Most infants and young children with ASDs are asymptomatic. ASDs usually are detected at about 6 months of age, often during evaluation for a murmur or as an incidental finding on a chest radiograph. Older children with moderate to large ASDs may have symptoms of fatigue and dyspnea. In addition to pulmonary hypertension, older children and adults with ASDs may have atrial tachyarrhythmias or paradoxical strokes, a risk that increases with age.

Imaging.

Chest radiography in the neonate usually shows that the heart is normal in size and pulmonary flow is normal. Findings in infancy and childhood include mild cardiomegaly related to right atrial and ventricular enlargement ( Fig. 72.3 ). The LA is not enlarged, which distinguishes an ASD from other left-to-right shunt lesions. Usually main pulmonary artery enlargement and increased pulmonary vascularity is found if the pulmonary to systemic flow ratio is greater than two to one. If the patient has significant pulmonary hypertension, enlarged central pulmonary arteries and peripheral pulmonary arterial vessel tapering may be seen ( e-Fig. 72.4 ).

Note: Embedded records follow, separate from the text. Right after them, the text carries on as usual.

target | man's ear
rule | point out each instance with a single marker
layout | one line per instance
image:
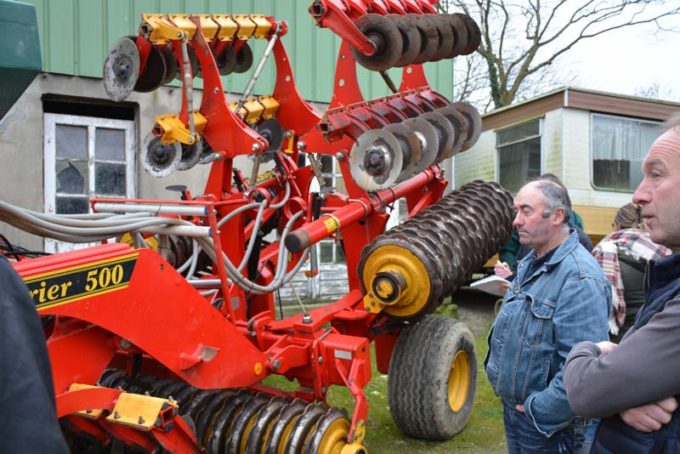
(560, 214)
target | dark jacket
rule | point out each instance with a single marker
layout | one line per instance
(641, 370)
(28, 422)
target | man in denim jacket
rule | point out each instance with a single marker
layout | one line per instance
(558, 298)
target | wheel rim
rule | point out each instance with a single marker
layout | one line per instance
(459, 381)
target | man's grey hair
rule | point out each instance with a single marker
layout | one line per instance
(556, 196)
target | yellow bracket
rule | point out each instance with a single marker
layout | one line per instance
(254, 110)
(262, 26)
(139, 411)
(246, 27)
(290, 147)
(174, 130)
(208, 26)
(159, 30)
(183, 22)
(372, 305)
(228, 27)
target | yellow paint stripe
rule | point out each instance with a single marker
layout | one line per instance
(65, 271)
(82, 296)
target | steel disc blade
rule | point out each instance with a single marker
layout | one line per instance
(445, 133)
(160, 160)
(121, 69)
(427, 135)
(385, 36)
(376, 160)
(474, 122)
(410, 147)
(460, 128)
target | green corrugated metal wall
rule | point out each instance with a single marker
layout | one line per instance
(75, 36)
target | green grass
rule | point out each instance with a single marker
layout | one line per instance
(483, 433)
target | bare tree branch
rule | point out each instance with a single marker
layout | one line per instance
(523, 39)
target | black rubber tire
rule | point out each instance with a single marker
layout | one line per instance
(417, 381)
(446, 37)
(385, 34)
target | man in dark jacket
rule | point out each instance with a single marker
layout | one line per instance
(28, 421)
(633, 384)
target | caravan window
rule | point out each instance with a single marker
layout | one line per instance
(618, 147)
(519, 154)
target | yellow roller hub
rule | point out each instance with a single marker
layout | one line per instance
(396, 282)
(459, 381)
(151, 241)
(335, 437)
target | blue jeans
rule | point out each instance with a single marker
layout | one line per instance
(524, 438)
(584, 434)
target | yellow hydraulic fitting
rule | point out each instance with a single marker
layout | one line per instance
(159, 30)
(92, 413)
(396, 282)
(209, 27)
(270, 104)
(254, 110)
(228, 27)
(241, 113)
(141, 412)
(172, 129)
(262, 26)
(246, 27)
(183, 22)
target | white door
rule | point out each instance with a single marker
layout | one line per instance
(85, 157)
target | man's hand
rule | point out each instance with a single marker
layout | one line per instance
(606, 347)
(502, 269)
(650, 417)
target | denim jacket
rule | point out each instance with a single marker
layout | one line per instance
(544, 314)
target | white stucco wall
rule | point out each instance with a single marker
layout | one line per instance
(21, 145)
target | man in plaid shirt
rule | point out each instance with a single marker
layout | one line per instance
(623, 256)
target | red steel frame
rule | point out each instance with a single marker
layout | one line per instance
(161, 318)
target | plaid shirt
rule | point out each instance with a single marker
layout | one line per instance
(638, 244)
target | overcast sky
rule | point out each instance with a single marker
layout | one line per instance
(624, 60)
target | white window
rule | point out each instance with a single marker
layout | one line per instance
(618, 147)
(519, 154)
(86, 157)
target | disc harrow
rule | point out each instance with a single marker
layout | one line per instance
(410, 269)
(245, 421)
(188, 292)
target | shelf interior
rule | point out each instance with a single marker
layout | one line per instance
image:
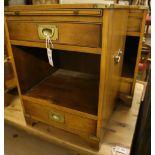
(130, 55)
(74, 90)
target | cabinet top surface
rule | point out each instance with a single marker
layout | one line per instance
(71, 6)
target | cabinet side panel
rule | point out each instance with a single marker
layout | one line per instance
(114, 34)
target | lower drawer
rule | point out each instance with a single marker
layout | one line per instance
(60, 119)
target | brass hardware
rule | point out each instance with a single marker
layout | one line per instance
(76, 12)
(55, 116)
(48, 30)
(92, 137)
(117, 57)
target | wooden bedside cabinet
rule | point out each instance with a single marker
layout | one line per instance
(78, 93)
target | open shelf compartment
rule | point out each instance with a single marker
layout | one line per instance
(72, 83)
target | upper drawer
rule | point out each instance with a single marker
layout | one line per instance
(78, 34)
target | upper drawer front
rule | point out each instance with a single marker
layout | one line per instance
(78, 34)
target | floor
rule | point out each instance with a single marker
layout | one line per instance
(18, 142)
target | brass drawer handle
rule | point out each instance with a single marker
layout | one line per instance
(48, 30)
(55, 116)
(117, 57)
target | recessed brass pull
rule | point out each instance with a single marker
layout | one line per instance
(117, 57)
(48, 30)
(55, 116)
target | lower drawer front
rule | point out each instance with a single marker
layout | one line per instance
(60, 119)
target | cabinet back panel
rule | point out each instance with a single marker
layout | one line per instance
(130, 56)
(76, 61)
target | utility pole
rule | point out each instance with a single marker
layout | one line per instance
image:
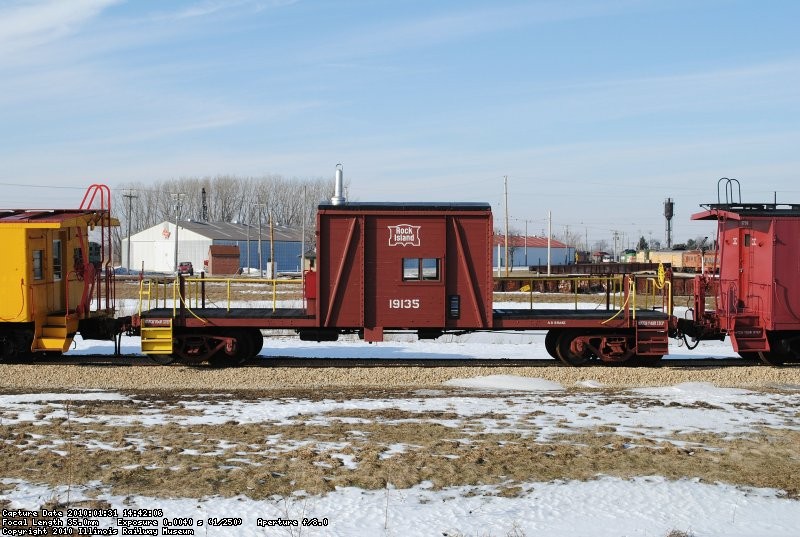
(129, 194)
(549, 238)
(260, 256)
(177, 198)
(526, 246)
(505, 186)
(271, 247)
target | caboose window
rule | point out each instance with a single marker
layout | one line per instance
(411, 269)
(38, 257)
(430, 269)
(416, 269)
(57, 260)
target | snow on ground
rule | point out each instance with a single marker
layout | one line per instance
(645, 506)
(606, 506)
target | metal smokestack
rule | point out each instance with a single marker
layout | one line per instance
(338, 198)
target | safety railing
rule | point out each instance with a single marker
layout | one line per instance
(577, 285)
(196, 292)
(655, 291)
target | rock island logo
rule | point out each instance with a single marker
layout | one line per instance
(404, 235)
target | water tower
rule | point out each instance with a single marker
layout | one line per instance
(669, 211)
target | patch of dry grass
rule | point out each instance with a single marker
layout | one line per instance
(266, 459)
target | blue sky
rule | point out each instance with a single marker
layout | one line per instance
(595, 110)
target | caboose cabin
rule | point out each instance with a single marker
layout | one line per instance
(45, 278)
(404, 266)
(758, 268)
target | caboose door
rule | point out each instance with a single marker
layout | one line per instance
(745, 267)
(59, 277)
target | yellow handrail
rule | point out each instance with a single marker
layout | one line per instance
(193, 293)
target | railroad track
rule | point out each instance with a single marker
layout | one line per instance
(345, 363)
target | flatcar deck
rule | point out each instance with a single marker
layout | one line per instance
(573, 314)
(235, 313)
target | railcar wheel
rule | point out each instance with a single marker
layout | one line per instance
(242, 352)
(783, 348)
(551, 343)
(257, 340)
(572, 350)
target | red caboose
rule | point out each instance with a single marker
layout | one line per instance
(759, 269)
(403, 266)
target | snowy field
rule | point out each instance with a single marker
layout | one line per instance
(696, 420)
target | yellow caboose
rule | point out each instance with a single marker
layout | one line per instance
(51, 288)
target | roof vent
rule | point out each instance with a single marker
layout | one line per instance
(338, 198)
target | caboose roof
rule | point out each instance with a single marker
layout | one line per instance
(735, 211)
(407, 206)
(49, 218)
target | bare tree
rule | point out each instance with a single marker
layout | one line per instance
(228, 199)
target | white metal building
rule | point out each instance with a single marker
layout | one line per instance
(153, 249)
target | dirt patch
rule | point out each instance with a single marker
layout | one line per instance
(369, 449)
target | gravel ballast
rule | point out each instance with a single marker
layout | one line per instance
(48, 376)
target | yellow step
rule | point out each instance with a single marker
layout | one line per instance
(53, 344)
(54, 331)
(156, 340)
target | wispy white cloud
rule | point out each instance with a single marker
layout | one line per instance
(212, 7)
(28, 24)
(455, 25)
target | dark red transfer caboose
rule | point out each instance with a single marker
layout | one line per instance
(403, 266)
(759, 272)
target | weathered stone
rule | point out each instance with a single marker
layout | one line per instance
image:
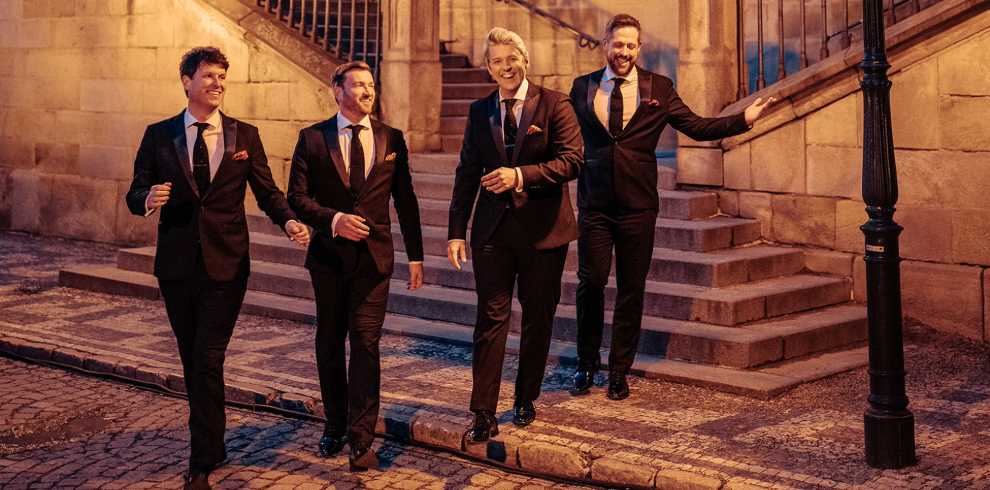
(828, 262)
(297, 403)
(970, 236)
(736, 163)
(778, 159)
(914, 106)
(684, 480)
(550, 458)
(699, 166)
(964, 68)
(962, 123)
(804, 219)
(835, 171)
(928, 233)
(946, 296)
(431, 429)
(615, 471)
(837, 124)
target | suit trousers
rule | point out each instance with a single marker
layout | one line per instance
(631, 233)
(507, 256)
(202, 313)
(351, 305)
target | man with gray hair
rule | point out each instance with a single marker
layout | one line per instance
(521, 146)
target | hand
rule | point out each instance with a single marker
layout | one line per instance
(500, 180)
(352, 227)
(298, 232)
(455, 249)
(755, 111)
(415, 277)
(158, 195)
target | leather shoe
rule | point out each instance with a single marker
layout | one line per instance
(618, 388)
(485, 426)
(196, 481)
(363, 458)
(332, 442)
(524, 413)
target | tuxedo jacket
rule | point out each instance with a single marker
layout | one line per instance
(547, 152)
(215, 221)
(622, 170)
(319, 188)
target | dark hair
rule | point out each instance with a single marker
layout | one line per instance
(620, 21)
(338, 74)
(197, 56)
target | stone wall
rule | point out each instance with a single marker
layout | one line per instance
(79, 82)
(802, 177)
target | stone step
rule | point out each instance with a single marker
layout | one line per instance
(765, 382)
(453, 125)
(467, 90)
(455, 107)
(465, 75)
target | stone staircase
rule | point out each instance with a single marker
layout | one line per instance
(722, 309)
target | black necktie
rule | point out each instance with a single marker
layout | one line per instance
(615, 108)
(201, 160)
(509, 128)
(357, 159)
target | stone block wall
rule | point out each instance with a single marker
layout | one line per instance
(81, 79)
(803, 178)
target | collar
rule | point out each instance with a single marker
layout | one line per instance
(343, 122)
(213, 120)
(632, 78)
(520, 92)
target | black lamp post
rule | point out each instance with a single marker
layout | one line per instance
(889, 425)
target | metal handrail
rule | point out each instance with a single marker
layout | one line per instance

Echocardiography is the imaging modality of choice to evaluate the location, size, direction of flow across the defect, atrial and ventricular chamber size, ventricular function, right ventricular systolic pressure, and to assess for associated cardiovascular abnormalities. Magnetic resonance imaging (MRI) or computed tomography (CT) may also be used for evaluation of the atrial septum in cases of poor acoustic windows or to evaluate the pulmonary veins in patients with suspected sinus venosus defects ( Videos 72.1 to 72.3 ). Left and right ventricular size and quantitative systolic function can be assessed. Right ventricular volume overload is detected as diastolic septal flattening or diastolic bowing of the septum from right to left with severe volume overload. Comparison of right and left ventricular stroke volumes can be used to calculate the ratio of pulmonary to systemic arterial flow (Qp:Qs). Right ventricular pressure is assessed by evaluating the degree of tricuspid regurgitation and septal systolic position. Systolic septal flattening is indicative of elevated right ventricular pressure. Phase contrast MRI can be used to estimate the size of the ASD and to determine the direction and amount of atrial shunting by calculation of Qp:Qs ( e-Fig. 72.5 ).

Treatment.

Closure should be performed in childhood to avoid complications of arrhythmia, right ventricular dysfunction, pulmonary hypertension, and paradoxical embolus. ASD closure can be performed surgically or via transcatheter closure; the latter procedure has become the primary therapy for anatomically favorable secundum defects. After closure, children with ASDs have an excellent prognosis.

Overview.

Atrioventricular septal defects (AVSDs) account for 4% of all cases of congenital heart disease. Most patients with complete AVSD have Down syndrome. AVSD is also associated with visceral heterotaxy syndromes.

Etiology.

AVSD results from abnormal development of the embryologic endocardial cushions and produces a spectrum of disease ( Fig. 72.6 ). In its mild form, partial AVSD, a crescent-shaped primum ASD is found in the inferior portion of the atrial septum immediately adjacent to the atrioventricular (AV) valves, along with an associated “cleft” mitral valve with separate mitral and tricuspid valve orifices. Persons with the complete form have an ostium primum defect, an inlet ventricular septal defect (VSD) beneath the plane of the AV valves, and a single or common AV valve, with variable leaflet size, location, and morphology. Most importantly, the common valve has two components that “bridge” the ventricular septum and may form attachments to the septal surface and/or both the right and left sides of the heart. In most cases, the common AV valve is shared equally between the right and left ventricles, but the valve orifice may be unequally shared favoring either the right or left ventricle. Components of common AV valves are referred to as left- or right-sided valves rather than mitral or tricuspid as there is a single valve annulus.